Right.  Though he saw no movement around the other crates in the noisome alley, he sensed his team members notching up their attention levels, waiting for Ezra and Nathan to lead their pigeons into the net. Reflexively, he glanced upward, knowing even before his head tilted that he’d not spot his sharpshooter.

Frowning, he pulled his attention back to the ground.
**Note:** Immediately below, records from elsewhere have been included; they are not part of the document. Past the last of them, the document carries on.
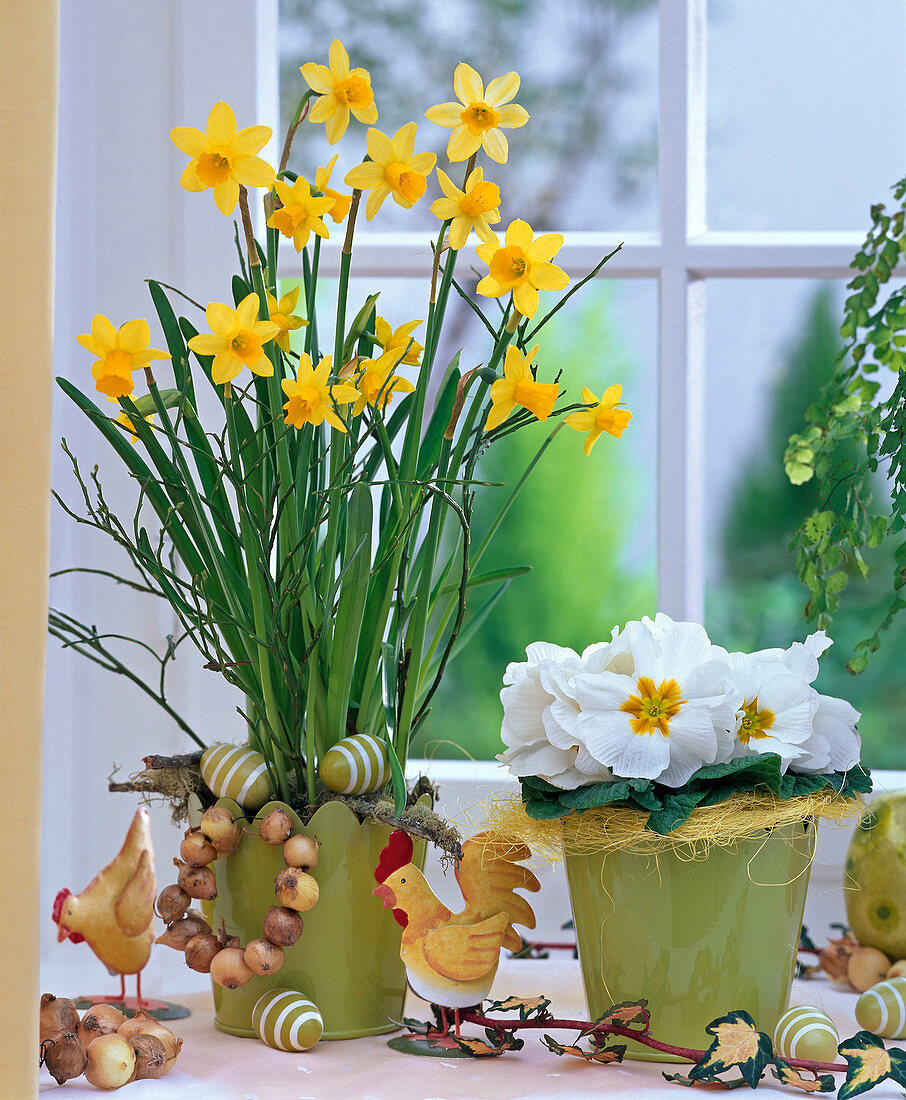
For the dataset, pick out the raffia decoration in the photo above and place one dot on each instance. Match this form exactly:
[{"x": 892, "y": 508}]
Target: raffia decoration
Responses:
[{"x": 608, "y": 828}]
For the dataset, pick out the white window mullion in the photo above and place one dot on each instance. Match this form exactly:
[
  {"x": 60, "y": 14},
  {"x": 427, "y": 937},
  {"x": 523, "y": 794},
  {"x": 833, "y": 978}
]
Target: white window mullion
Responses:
[{"x": 681, "y": 139}]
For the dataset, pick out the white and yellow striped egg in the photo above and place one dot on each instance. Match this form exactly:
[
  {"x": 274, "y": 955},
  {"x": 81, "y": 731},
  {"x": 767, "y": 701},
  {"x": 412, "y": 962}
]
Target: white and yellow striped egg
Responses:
[
  {"x": 238, "y": 772},
  {"x": 355, "y": 766},
  {"x": 287, "y": 1021},
  {"x": 807, "y": 1033},
  {"x": 882, "y": 1009}
]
Tanner could take care of himself.

Two cars pulled into the alley, Ezra’s sleek Jaguar following an ostentatious grey limo with darkened windows.
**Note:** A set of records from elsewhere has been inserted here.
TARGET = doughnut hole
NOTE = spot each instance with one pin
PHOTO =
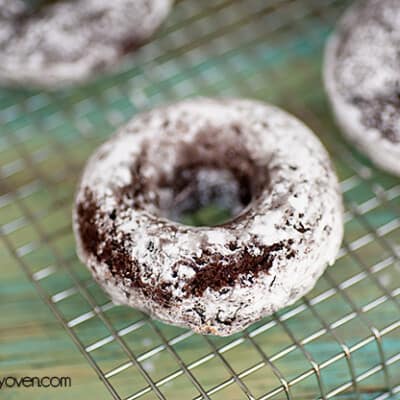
(207, 196)
(212, 182)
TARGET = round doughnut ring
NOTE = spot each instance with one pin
(51, 43)
(260, 162)
(362, 78)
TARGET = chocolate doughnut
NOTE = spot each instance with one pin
(362, 78)
(255, 159)
(56, 42)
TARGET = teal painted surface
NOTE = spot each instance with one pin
(45, 138)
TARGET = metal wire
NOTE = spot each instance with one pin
(268, 50)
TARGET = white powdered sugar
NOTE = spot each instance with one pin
(68, 41)
(293, 227)
(362, 78)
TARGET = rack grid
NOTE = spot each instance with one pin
(341, 341)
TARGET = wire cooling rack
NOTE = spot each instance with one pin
(342, 341)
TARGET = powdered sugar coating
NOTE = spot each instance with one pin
(66, 42)
(295, 225)
(362, 78)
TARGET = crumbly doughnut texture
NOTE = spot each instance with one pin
(214, 280)
(362, 78)
(60, 42)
Chris’s two agents exited the Jag as three men slowly emerged from the other car.  A brief conversation, then Ezra snapped his fingers, and Nathan pulled a steel case out of the Jag.  The three strangers moved closer to Ezra as the southerner slid a pair of keys into the locking mechanism.

||click|| **Gun!**

“ATF!”

Simultaneously, Chris’s warning cry and the heavy crack of a long-range rifle split the near-silence.  One of the three strangers jerked and went down, a handgun flying into the trash alongside the limo.

As the ground-based members of Team Seven rose from cover, guns centered on the still-standing pair of thieves, one of the men reached desperately for Ezra, an arm snaking around the man’s neck as the other hand dove into his pocket.
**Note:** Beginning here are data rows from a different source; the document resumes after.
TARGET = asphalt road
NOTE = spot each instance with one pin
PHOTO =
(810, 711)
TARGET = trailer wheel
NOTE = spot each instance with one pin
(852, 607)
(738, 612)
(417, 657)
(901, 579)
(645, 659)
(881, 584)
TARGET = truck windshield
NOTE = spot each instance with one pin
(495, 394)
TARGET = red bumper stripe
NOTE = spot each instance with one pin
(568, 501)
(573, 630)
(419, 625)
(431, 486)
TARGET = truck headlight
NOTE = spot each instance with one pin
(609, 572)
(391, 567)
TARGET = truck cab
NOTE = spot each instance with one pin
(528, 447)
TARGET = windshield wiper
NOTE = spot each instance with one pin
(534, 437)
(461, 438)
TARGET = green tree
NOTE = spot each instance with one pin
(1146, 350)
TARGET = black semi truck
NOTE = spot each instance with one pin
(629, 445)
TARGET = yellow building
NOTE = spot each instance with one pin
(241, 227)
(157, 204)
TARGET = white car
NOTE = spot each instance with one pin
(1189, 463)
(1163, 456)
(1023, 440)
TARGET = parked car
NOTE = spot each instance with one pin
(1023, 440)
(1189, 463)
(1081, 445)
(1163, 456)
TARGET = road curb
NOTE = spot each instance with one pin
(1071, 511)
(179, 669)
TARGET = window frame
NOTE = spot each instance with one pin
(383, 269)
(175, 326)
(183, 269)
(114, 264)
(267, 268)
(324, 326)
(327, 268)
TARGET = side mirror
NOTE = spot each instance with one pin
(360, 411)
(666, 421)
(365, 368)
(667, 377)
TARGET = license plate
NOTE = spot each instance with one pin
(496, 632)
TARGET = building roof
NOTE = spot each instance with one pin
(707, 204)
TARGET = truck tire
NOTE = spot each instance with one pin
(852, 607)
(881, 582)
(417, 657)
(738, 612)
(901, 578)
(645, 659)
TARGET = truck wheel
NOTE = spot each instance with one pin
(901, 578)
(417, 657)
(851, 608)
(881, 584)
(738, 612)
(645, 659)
A second air-splitting report from the rifle, and the man jerked away from Ezra and flopped against the Jag, then onto the ground, leaving a red trail along the glossy fender of the car.

The third man stared, stunned, at his fallen partners, then shot his hands into the air. 

As Josiah jerked the standing man’s wrists down and back for cuffs, the captive’s eyes nervously scanned the upper stories of the buildings overlooking the alley. 

“All clear!” Chris barked as he secured the hands of the first of the rifleman’s victims.  The man had taken the shot in his shoulder—disabled, but not killed. Tanner’s favored shot.

But the second man was very dead.   Center mass shot, right on target.

Higher stakes, higher penalties.  

“We get ‘em all?”

As always, Tanner’s silent appearance in their midst startled. 

“Damn, boy.  Can’t you just whistle or something?”  Josiah grinned up at the Texan.  “My old heart’s gettin' too delicate for these shocks.”

“Sorry.”  There was no answering smile, just a small nod.

“Really, Mr. Tanner.” Ezra’s petulant voice emerged from behind his beloved Jaguar, where he crouched inspecting the finish for damage. “I would appreciate it greatly if you’d attempt to avoid shooting people when they are standing next to my car. Blood is very difficult to get out of the detailing!”

Ignoring the tease, Tanner moved slowly around the car, staring down at the man he’d killed.

“My sincere thanks, Vin.” Ezra’s voice was gentle.  He stood and faced the Texan.  “That shot in all probability saved my life.”

Tanner gazed at the dead man for a long moment, then lifted his eyes to meet Ezra’s.  His somber expression lightened, and he nodded briskly. “Welcome,” he murmured.

Chris turned sharply away, forcing himself to give attention to the ambulance pulling up at the end of the alley.   After all his experience, it still sorrowed Vin to kill. And it should have been him offering that absolution.  Not Standish. 

Drawing his breath harshly past his teeth, he barked, “Let’s stop wasting time!  Get this mess cleaned up and get back to the office. Tanner, you know the drill.”

Vin looked over at him, then nodded, attention dropping to the rifle in his hands.  Carefully, he cleared the magazine, and handed the rifle and cartridges to Chris. Without a word, he turned and headed down the alley toward the street and the ATF van secreted in a nearby cul-de-sac.

Chris watched him for a moment, then turned back to the clearing up.

Stubbornly, he ignored the churning sense of wrongness twisting his belly toward nausea.